Mission based all-women company focuses on sustainability

Image Courtesy of Valley Acrylic via Facebook

Written by: Mahdi Dialden, News Writer

SFU Alumnus Ravi Bansal-Beech, the cofounder of Valley Acrylic Bath, has been working on sinks and bathtubs that fight viral transmission. This is made possible by using innovative materials such as acrylic, that provides a coat which prevents the spread of bacteria. When asked about the objective of her company in an interview, Bansal-Beech said she aimed to create “an environmentally-friendly engineering company.” 

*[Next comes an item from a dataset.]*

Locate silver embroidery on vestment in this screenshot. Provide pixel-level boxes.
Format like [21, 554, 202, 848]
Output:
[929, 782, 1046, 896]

Valley Acrylic Bath is a “company started in 2007, that is 100% female owned,” Bansal-Beech claimed. Based in Mission, British Columbia, Bansal-Beech noted all the molding of their products take place in Canada. According to Bansal-Beech, Valley Acrylic Bath “created an oxymoron for bathtubs, because [the bathtubs] save water and energy.” 

The whole industry was in panic mode during the pandemic, which motivated Valley Acrylic Bath’s to refocus their vision. “The scariest thing for our industry was when they noticed that the virus lives on stainless steel [as] most of our hospitals are full of stainless steel,” she explained.

Their research resulted in the use of acrylic. The material is insulated which retains energy, is easy to clean, lightweight, and repairable. It offered the coating that would prevent the spread viruses. “Our plumbing industry is the first defense for healthcare [ . . . ] because without proper plumbing and sanitation we don’t have modern medicine,” Bansal-Beech said. 

As Bansal-Beech explained, “Short term we can use hand sanitizers but I think that’ll become another problem,” In accordance with this, she stated that Valley Acrylic Bath “are creating portable hand-washing stations that can be put anywhere.” She also talked about how she wants her company to simultaneously educate and promote environmental sustainability and proper sanitation for all Canadians. “For me it’s always been important that the business lines up with my values [ . . . ] sustainability, healthy living, and proper sanitation should be for everybody.”

In regards to the plumbing industry, Bansal-Beech said that it wasn’t easy being a women-owned company in a male-dominated field. “[We’re] at the table, but the table was never created for [us].” She concluded by urging youth to use their entrepreneurial skills to promote proper values. 

The one piece of advice she has: “advocacy is one thing, getting shit done is another thing.”